It seams you're argument is something like this:
let ##f(n) = 2n##, this is a one-one and onto mapping of the natural numbers onto the even natural numbers.
Let ##L## be the enumeration/list ##2, 4, 6, 8, ...## . And let's call ##L## a thing, a complete object.
Now suppose you want to take ##L## and concatenate some more numbers, say ##3k##, for all ##k## in ##N##, to make an extended list, ##L'## . (For now let's ignore the problems with the idea of concatenating to an infinite list. )
Well, wait a minute, isn't there a problem? Because if we add these new numbers, we need new rows/natural numbers to correspond them to, but we've used them all up. It seams there is a contradiction since ##L'## is a subset of ##N##, yet we can't seam to construct ##L'## from ##L## in a way that preserves a bijection.
It would seam that ##g(n)=L'_n## is not a bijection with ##\{L'_i \mid i \in N\}## and ##N##, so does this imply that ##|\{L'_i \mid i \in N\}| > |N|##, a contradiction since it's a subset of ##N##? What in the world is ##g(n) = L'_n## if not ##f(n)## which it cannot always be? Conclusion? Well, you can't concatenate to the end of an infinite list can you?
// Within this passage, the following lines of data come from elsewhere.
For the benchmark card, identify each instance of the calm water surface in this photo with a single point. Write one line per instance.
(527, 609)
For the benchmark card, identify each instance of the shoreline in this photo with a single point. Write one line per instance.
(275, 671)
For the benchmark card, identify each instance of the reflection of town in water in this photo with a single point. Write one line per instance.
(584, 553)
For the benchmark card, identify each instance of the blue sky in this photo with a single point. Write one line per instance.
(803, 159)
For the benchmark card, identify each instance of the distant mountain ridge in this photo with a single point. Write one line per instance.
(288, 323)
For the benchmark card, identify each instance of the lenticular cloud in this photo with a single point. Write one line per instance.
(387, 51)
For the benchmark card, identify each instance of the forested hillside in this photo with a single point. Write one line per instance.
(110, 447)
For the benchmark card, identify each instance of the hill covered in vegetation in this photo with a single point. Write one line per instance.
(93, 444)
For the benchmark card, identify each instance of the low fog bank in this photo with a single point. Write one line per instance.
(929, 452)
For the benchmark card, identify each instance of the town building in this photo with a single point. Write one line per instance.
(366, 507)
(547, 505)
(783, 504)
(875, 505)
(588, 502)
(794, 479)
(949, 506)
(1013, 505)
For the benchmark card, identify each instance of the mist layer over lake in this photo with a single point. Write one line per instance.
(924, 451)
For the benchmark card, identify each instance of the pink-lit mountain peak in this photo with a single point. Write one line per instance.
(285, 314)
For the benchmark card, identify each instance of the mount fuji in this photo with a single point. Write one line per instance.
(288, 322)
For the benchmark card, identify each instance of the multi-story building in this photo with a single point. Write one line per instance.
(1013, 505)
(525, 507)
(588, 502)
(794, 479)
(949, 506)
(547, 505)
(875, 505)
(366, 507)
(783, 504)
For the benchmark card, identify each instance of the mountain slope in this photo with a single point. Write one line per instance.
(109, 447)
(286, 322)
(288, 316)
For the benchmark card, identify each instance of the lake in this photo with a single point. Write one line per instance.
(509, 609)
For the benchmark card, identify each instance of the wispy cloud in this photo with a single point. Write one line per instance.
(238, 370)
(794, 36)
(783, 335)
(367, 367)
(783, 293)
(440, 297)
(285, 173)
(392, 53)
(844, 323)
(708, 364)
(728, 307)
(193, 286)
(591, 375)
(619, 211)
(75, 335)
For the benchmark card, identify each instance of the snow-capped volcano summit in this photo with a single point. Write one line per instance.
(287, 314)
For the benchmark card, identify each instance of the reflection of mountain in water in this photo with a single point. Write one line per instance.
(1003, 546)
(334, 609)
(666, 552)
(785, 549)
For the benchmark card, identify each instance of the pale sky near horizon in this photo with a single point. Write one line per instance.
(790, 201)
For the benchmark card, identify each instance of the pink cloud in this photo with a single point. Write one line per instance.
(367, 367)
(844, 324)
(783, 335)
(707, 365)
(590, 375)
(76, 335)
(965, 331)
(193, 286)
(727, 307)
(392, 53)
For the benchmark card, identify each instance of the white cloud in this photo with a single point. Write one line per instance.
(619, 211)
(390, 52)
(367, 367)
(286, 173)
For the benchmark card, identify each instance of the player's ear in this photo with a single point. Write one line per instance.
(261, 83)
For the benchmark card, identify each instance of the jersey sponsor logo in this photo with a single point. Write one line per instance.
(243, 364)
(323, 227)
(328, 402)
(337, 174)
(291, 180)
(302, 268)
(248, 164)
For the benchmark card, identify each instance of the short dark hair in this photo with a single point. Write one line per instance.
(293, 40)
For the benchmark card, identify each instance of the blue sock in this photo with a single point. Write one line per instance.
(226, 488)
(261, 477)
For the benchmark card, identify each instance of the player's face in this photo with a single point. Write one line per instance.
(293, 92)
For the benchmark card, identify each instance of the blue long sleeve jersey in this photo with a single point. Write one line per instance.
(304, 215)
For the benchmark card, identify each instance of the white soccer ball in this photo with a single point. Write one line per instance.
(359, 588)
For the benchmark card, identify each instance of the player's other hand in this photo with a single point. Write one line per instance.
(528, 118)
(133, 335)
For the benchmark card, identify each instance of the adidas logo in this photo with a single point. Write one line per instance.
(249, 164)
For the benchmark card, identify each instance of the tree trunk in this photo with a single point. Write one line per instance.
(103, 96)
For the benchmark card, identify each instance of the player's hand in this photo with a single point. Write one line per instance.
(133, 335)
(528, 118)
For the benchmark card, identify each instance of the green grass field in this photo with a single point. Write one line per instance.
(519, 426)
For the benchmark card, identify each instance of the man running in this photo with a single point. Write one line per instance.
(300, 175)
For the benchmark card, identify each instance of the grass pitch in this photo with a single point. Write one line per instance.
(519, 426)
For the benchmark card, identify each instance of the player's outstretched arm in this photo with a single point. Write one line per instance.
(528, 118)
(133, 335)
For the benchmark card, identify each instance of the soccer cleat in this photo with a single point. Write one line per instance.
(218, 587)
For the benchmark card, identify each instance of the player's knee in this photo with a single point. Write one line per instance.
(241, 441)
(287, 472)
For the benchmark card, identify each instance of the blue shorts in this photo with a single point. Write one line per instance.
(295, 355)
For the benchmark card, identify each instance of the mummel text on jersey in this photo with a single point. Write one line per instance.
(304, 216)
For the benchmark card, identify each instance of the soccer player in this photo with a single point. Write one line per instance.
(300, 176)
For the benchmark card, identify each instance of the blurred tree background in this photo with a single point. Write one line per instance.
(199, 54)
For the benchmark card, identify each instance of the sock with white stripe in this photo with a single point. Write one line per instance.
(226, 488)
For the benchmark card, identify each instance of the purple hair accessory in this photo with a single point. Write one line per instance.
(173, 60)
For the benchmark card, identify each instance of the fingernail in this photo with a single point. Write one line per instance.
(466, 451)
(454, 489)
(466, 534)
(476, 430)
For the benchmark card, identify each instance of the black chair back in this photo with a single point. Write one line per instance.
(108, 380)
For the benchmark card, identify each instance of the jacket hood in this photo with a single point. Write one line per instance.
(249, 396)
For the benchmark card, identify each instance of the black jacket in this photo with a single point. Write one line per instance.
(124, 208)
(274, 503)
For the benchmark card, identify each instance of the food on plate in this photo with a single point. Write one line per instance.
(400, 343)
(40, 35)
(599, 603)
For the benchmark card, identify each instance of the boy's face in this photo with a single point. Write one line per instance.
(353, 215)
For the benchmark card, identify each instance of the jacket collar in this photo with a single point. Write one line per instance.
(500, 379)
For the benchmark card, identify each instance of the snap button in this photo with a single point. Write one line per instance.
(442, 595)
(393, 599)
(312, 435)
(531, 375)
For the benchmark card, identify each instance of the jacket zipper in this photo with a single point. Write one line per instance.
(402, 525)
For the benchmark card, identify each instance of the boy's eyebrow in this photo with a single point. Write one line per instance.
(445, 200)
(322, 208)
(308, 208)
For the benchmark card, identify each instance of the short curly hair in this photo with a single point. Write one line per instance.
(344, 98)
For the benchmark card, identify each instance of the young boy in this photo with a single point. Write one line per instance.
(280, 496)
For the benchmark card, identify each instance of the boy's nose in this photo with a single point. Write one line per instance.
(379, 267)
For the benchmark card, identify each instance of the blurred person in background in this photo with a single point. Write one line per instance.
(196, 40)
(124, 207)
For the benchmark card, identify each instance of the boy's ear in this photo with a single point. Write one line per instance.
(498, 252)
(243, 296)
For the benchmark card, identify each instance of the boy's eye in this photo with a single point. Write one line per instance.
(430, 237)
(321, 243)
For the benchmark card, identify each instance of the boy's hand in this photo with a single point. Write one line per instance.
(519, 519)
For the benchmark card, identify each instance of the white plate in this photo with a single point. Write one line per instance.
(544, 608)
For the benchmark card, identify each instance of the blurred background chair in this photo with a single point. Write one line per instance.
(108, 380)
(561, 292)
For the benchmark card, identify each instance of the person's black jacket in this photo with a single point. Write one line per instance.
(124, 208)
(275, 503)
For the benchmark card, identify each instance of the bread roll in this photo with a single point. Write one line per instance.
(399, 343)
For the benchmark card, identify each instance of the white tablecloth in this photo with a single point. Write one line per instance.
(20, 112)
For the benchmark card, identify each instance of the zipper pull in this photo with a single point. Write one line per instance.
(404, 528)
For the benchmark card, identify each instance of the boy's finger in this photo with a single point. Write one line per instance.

Actually, IMO, infinite enumerations should be considered as a processes. What does it mean to concatenate processes? Not the same thing as what one imagines when they think of concatenating two lists. In this view, diagionlization would perhaps be considered a coupled and synchronized process in which for each step of process 1, there is a step of process 2, yet there is no final step.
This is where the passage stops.